The PCBT’s 50 Fastest-Growing Companies will be honored at an evening gala reception hosted at Santa Barbara’s new Moxi Museum on October 19th from 5:30-7:30 p.m.

For media inquiries or additional information, please contact Lexie Olson at lolson(at)geolinks.com.

About GeoLinks

Headquartered in Southern California, GeoLinks is a leading Internet and Phone provider and competitive local exchange carrier (CLEC) public utility, nationally recognized for its innovative Internet and Hosted Voice solutions. Ranked No. 5 by category on Inc. Magazine’s 2017 Inc. 5000 list of Fastest Growing Companies in America, GeoLinks delivers Enterprise-Grade Internet, Layer 2 Transport, Hosted Voice, and both Public and Private Turnkey Network Construction expertly tailored for businesses and Anchor Institutions nationwide.
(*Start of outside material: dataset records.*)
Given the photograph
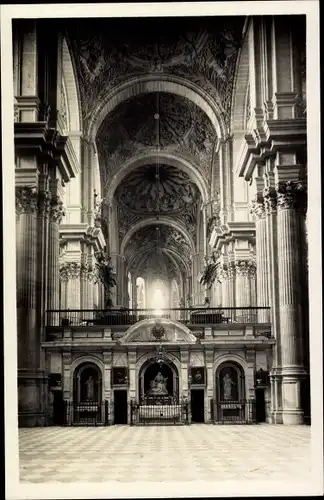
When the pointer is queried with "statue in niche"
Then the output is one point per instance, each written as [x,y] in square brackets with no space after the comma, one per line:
[89,389]
[158,385]
[227,386]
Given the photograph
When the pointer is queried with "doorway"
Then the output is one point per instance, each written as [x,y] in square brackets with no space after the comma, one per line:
[260,405]
[120,407]
[198,406]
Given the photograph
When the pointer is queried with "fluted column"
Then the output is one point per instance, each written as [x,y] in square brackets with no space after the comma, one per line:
[290,195]
[258,211]
[57,212]
[227,276]
[28,347]
[270,201]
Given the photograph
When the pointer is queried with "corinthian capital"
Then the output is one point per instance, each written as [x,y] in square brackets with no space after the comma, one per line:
[270,200]
[292,195]
[27,199]
[44,200]
[257,207]
[70,270]
[57,211]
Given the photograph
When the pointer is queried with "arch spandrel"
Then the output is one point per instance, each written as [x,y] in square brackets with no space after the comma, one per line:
[174,332]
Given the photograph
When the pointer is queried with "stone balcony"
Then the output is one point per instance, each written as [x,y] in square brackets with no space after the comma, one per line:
[97,329]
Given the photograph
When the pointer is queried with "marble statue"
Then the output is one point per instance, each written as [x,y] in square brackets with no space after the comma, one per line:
[227,386]
[90,388]
[158,385]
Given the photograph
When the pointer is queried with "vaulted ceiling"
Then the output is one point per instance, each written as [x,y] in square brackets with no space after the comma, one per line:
[109,52]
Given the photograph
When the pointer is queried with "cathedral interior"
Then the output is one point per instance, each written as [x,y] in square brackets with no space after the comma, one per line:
[161,220]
GeoLinks’ accelerated success is largely due to its flagship product, ClearFiber™, which offers customers fixed wireless on the most resilient and scalable network ever built. From land procurement, to construction, to permitting, and more, GeoLinks does everything in-house, expediting installation periods nationwide. Boasting ultra-low latency, 99.99% uptime, sub 10ms jitter, and a 4-hour max response time, GeoLinks prides itself on delivering the industry’s best Service Level Agreement backed by round-the-clock in-house customer support.

Recognized as a thought-leader in closing the digital divide, GeoLinks proudly sits on an array of national boards, coalitions, and working groups including the Schools, Healthcare & Libraries Broadband (SHLB) Coalition, the Broadband Consortium of the Pacific Coast(BPPC), and the FCC’s Broadband Deployment Advisory Committee’s (BDAC) Streamlining Federal Siting Working Group.